Use ruler and compasses only for this question.
- Construct ΔABC, where AB = 3.5 cm, BC = 6 cm and ∠ABC = 60°.
- Construct the locus of points inside the triangle which are equidistant from BA and BC.
- Construct the locus of points inside the triangle which are equidistant from B and C.
- Mark the point P which is equidistant from AB, BC and also equidistant from B and C. Measure and record the length of PB.
Draw a line AB = 6 cm. Draw the locus of all the points which are equidistant from A and B.

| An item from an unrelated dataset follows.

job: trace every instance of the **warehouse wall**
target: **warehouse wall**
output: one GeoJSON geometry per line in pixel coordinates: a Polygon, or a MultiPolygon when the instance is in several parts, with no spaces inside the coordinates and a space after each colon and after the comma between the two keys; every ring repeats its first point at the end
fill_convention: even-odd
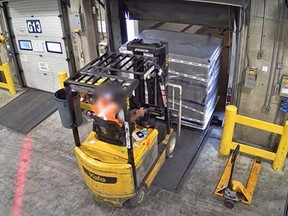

Draw an ∠ABC = 60°, having AB = 4.6 cm and BC = 5 cm. Find a point P equidistant from AB and BC; and also equidistant from A and B.
Describe the locus of the moving end of the minute hand of a clock.
Describe the locus of points at distances less than or equal to 2.5 cm from a given point.
Describe the locus of points at distances greater than or equal to 35 mm from a given point.
By actual drawing obtain the points equidistant from lines m and n; and 6 cm from a point P, where P is 2 cm above m, m is parallel to n and m is 6 cm above n.
In a quadrilateral ABCD, if the perpendicular bisectors of AB and AD meet at P, then prove that BP = DP.
Show that the locus of the centres of all circles passing through two given points A and B, is the perpendicular bisector of the line segment AB.